Reduced Net-like Structures Around Nerve Cells May Cause Learning Deficits in FXS Patients, Mouse Study Suggests
Reduced levels of perineuronal nets — net-like structures around nerve cells and involved in memory consolidation — in the brain’s fear-learning circuit may be associated with learning deficits and impaired fear responses in fragile X syndrome (FXS), according to a mouse study.
The findings suggest that therapeutic approaches designed to increase the density of perineuronal nets may normalize fear responses in patients with the disorder.
Also, while fear and anxiety are normally associated with each other, this study emphasizes that the underlying mechanisms of anxiety in fragile X patients might be distinct from other anxiety disorders.
The study, “Reduced perineuronal net expression in Fmr1 KO mice auditory cortex and amygdala is linked to impaired fear-associated memory,” was published in the journal Neurobiology of Learning and Memory.
People with FXS, the leading genetic cause of autism, may exhibit a variety of behavioral and developmental symptoms, such as impaired social skills, sensory processing, learning, and memory, and increased anxiety, and reduced fear responses.
The fear-learning brain circuitry is mainly composed of the amygdala (involved in memory, decision-making, and emotional responses), the hippocampus (which has a major role in learning and memory), and the sensory cortices, including the auditory cortex.
Previous studies have shown that people with FXS have a reduced activation of the amygdala in response to fearful stimuli, which is associated with reduced fear responses.

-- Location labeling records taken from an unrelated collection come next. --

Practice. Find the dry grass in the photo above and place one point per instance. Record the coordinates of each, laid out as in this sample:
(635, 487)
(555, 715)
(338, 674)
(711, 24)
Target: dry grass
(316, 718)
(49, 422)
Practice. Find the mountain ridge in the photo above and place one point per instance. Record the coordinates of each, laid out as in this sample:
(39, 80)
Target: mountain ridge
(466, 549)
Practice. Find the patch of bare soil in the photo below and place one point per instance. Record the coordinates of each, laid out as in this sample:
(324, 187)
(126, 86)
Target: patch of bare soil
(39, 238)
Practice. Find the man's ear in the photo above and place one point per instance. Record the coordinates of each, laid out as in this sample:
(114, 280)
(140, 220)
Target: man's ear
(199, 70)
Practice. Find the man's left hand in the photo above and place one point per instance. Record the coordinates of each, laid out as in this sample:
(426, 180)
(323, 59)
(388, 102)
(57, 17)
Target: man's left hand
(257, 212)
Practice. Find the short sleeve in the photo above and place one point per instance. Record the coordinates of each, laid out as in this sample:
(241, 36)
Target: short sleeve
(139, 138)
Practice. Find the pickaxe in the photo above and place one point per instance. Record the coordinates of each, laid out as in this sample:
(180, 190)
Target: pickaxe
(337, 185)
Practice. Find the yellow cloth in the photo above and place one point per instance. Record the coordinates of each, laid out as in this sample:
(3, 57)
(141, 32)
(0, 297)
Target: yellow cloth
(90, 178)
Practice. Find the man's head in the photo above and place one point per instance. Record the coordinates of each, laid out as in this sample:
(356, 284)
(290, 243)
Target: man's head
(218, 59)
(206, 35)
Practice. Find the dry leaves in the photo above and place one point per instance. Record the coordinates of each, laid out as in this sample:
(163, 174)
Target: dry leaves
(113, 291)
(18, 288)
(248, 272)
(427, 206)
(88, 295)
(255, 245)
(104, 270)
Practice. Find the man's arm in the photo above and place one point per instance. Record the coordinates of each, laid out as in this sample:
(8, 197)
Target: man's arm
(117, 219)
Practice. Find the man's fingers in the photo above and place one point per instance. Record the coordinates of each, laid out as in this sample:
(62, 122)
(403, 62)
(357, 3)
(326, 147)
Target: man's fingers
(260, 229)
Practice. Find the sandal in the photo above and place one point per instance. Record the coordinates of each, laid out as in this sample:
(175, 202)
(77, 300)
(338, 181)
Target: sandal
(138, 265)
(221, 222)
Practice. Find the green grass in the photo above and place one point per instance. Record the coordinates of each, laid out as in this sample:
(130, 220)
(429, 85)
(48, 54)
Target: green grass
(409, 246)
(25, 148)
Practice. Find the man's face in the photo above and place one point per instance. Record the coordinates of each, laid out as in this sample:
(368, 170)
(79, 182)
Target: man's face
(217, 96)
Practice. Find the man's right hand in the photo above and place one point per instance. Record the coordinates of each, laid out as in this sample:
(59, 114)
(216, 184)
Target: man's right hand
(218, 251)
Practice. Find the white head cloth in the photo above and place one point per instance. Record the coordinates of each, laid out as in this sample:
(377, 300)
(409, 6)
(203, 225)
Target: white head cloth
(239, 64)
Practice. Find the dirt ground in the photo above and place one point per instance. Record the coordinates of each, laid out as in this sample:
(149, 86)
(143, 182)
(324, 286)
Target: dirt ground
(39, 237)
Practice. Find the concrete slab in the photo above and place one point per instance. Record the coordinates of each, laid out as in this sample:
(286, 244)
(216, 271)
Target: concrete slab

However, the underlying mechanisms of this association remain unclear.
Increasing evidence points to parvalbumin nerve cells (neurons) and their surrounding perineuronal nets (PNNs) as key players in the formation and consolidation of fear memories.
Parvalbumin cells are a type of neuron that coordinates certain dynamics required to form neuronal circuits — which in this case reflect memories — and PNNs around them work as net-like structures that shape their activity and regulate the consolidation of those circuits.
A previous study in a mouse model of FXS has shown deficits in both parvalbumin cells and PNNs in the developing auditory cortex, suggesting that abnormal parvalbumin cells and PNN dynamics in the fear-learning circuit may lead to impaired fear responses.
To further clarify this hypothesis, researchers evaluated changes in parvalbumin cells and PNNs in this circuit in a mouse model of FXS.
The mice’s fear responses were evaluated after fear conditioning training, in which they learned to associate a neutral stimulus (a specific sound) to a harmful one (an electric shock), such that the sound by itself produces a fear response.
Compared with healthy mice, these mice had reduced fear responses to the sound, reflecting deficits in sound-shock associative learning. They also showed a reduced density of PNNs, but not of parvalbumin cells, in the amygdala and auditory cortex, and abnormal dynamics of PNNs after fear conditioning training.
“As PNNs are implicated in stabilizing neuronal circuits involved in memory consolidation, our data suggest that reduced number of cells containing PNNs observed in both auditory cortex and amygdala … may underlie impaired memory consolidation in [FXS] mice,” the researchers wrote.
These findings suggest that restoration of PNN density may be a promising therapeutic approach to improve behavioral responses in people with fragile X. The researchers hypothesized that blocking the matrix metalloproteinase-9 (MMP-9) enzyme — which is elevated in FXS and involved in the degradation of PNNs — may be one of those approaches.
The results emphasize that the mechanisms driving anxiety are distinct between people with FXS and those with anxiety disorders, who have increased activation of the amygdala, the researchers said.
While people with anxiety are thought to have an exaggerated response to a learned event or persistent memory, those with FXS may have “a reduced ability to properly associate a fearful stimulus,” the researchers wrote.
Further research is required to confirm this hypothesis, they added.